Tamir arrima son épée sur sa hanche et descendit le perron au bas duquel son grand cheval noir était tenu par un homme qui portait encore les couleurs d’Erius. « Ne relâche pas une seconde ta surveillance et ne quitte pas Tamir d’une semelle, grommela Tharin à Ki pendant qu’ils lui emboîtaient le pas.

— Pardi ! » riposta l’écuyer tout bas. Qu’est-ce que Tharin se figurait qu’il allait faire, bayer aux corneilles comme s’ils partaient pour une partie de chasse ?

Comme il sautait sur le dos de son cheval d’emprunt, il s’aperçut que Tamir avait tiré son poignard.

Ayant constaté que la crinière de son destrier n’avait pas été tondue, elle empoigna tout un écheveau de rude crin noir et le trancha net, puis le fit roussir sur la flamme d’une torche voisine. Bien qu’il fût purement symbolique, c’était un acte d’une haute portée. « Pour l’ensemble de ma parenté, dit-elle, assez fort pour être entendue de chacun des assistants. Et pour tous ceux qui sont morts en braves au profit de Skala. »

Du coin de l’ œil, Ki vit Iya sourire et approuver d’un hochement.

 

Tamir et lui se placèrent au centre de la colonne, préservés de toutes parts par des cavaliers en armes et des magiciens. Jorvaï ouvrit la marche, tandis que Kyman et ses hommes fermaient le ban. Tharin chevauchait aux côtés de sa pupille, et les deux magiciens les flanquaient. Arkoniel portait en croupe Baldus qui, cramponné à lui, l’œil écarquillé, étreignait de sa main libre un petit baluchon.

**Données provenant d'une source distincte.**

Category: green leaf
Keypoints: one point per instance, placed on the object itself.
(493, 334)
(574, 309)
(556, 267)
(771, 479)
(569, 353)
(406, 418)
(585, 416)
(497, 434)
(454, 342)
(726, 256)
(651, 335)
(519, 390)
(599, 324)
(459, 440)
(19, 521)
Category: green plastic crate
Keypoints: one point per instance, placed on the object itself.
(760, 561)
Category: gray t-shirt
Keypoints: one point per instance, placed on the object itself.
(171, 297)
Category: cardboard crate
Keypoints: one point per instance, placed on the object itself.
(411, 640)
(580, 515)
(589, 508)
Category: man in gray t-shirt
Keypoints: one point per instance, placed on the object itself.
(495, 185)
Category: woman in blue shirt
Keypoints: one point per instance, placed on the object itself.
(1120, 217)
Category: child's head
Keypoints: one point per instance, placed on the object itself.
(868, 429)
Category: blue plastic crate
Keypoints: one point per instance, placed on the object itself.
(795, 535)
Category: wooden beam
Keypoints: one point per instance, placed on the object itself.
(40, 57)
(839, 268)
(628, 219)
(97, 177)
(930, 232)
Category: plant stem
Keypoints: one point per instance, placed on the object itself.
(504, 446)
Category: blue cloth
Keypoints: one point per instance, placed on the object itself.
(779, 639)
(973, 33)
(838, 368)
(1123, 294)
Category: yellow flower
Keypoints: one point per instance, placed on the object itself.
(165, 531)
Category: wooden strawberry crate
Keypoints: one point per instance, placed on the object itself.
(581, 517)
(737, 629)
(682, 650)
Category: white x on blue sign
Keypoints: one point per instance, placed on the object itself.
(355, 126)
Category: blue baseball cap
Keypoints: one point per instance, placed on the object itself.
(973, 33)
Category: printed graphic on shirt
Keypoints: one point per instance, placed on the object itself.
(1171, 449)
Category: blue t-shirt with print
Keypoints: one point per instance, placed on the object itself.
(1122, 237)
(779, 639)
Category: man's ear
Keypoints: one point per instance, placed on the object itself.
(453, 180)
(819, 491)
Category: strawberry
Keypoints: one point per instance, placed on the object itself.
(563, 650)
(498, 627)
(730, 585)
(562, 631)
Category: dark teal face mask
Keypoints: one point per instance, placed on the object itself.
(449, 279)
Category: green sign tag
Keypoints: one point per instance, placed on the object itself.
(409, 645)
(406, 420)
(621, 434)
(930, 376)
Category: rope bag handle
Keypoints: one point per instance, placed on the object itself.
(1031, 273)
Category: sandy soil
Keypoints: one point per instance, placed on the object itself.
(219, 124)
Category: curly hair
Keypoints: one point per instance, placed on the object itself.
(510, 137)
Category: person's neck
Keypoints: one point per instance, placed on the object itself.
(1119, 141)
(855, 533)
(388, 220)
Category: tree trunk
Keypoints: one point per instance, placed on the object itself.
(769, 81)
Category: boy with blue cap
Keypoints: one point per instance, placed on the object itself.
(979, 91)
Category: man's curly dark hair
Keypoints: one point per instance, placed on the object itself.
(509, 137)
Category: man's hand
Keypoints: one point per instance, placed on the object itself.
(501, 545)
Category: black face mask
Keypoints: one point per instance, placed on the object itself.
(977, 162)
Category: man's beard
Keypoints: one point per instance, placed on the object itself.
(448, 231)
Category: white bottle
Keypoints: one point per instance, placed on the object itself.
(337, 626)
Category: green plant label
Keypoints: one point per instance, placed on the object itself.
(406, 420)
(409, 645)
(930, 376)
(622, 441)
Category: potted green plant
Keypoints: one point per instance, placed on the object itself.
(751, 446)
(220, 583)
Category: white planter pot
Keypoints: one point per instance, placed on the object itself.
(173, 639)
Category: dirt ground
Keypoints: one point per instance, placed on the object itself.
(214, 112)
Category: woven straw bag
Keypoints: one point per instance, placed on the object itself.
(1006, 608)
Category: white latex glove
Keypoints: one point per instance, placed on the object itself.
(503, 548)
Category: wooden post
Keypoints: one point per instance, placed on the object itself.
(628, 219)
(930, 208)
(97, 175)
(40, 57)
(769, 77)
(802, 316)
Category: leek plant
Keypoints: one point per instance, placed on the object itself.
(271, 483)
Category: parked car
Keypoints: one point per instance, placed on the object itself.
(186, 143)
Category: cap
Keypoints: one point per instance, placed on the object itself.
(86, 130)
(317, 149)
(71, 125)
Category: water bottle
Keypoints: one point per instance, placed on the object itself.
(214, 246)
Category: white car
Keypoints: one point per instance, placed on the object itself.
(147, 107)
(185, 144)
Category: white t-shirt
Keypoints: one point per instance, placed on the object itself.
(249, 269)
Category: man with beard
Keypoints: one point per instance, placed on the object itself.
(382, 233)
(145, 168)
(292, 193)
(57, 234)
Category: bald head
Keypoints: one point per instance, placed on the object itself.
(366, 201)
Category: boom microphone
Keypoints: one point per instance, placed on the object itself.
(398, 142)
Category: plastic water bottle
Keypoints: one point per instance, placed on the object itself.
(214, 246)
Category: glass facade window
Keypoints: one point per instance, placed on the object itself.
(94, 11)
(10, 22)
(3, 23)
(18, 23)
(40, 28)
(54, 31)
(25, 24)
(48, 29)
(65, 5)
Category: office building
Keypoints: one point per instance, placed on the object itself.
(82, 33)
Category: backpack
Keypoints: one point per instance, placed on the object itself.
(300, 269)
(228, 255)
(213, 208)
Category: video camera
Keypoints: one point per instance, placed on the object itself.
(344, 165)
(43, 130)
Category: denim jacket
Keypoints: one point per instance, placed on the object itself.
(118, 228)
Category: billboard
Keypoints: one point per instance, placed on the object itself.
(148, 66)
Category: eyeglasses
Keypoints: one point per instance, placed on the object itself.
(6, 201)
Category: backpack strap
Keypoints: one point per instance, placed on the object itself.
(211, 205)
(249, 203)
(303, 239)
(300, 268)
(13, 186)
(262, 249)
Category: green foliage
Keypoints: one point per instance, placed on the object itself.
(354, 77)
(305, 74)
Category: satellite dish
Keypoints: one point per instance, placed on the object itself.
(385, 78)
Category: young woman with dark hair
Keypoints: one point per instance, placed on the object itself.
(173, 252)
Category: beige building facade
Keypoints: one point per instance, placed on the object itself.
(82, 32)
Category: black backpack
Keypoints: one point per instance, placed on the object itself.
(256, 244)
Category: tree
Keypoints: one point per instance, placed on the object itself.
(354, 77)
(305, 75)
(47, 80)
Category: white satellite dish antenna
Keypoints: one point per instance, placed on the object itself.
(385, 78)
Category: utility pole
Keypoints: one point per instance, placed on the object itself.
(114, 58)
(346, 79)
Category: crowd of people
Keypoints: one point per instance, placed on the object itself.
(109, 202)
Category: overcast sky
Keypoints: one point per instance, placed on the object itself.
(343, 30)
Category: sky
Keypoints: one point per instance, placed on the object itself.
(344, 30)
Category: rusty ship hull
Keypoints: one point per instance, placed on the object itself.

Eu égard aux feux qui continuaient de ravager une grande partie du Palatin, l’itinéraire habituel jusqu’à la porte principale était impraticable. Force fut donc de traverser le parc dévasté jusqu’à une petite porte secondaire percée derrière les vestiges du bois sacré drysien.

Ce trajet les fit passer devant le Mausolée Royal. Tamir jeta un coup d’œil furtif vers les ruines noircies du portique. Des escouades de prêtres et de soldats veillaient sur les lieux, mais la plupart des effigies de reines en avaient disparu.

« Ce sont les Plenimariens qui ont abattu les statues ? »

Iya émit un gloussement. « Non, ce sont les défenseurs du Palatin qui les ont fait tomber sur la tête des assaillants.

— Je n’y suis jamais retournée, murmura Tamir.

— Pardon, Votre Altesse ? »

Ki comprit, lui. Le soir même de leur arrivée à Ero, Tamir était descendue dans la crypte pour y déposer les cendres de son père, et elle y avait vu le corps momifié de sa mère. C’était la seule fois où elle s’était aventurée en bas, évitant même de le refaire à l’occasion de la Nuit du Deuil et des autres jours saints. Ki se disait qu’après avoir dû subir tant d’années la compagnie de Frère, les morts, elle en avait eu plus que son content.

Et lui, où se trouve-t-il, à présent ? se demanda t-il. Le démon ne s’était plus du tout manifesté depuis la cérémonie de déliement. Toutes ses esquilles d’os dissimulées dans la poupée s’étaient envolées en fumée grâce à la magie. Peut-être Tamir était-elle en définitive délivrée de lui, conformément à la promesse de Lhel.

Et il est libre, lui aussi. Ki n’était pas près d’oublier la douleur atroce que la physionomie de Frère avait exprimée pendant les tout derniers instants. En dépit de toutes les peurs, toutes les souffrances que le fantôme, dans sa rage folle, avait suscitées au fil des années, de tout le mal qu’il s’était efforcé de faire, Ki espéra qu’il avait finalement franchi la porte fatale, dans l’intérêt de tout un chacun.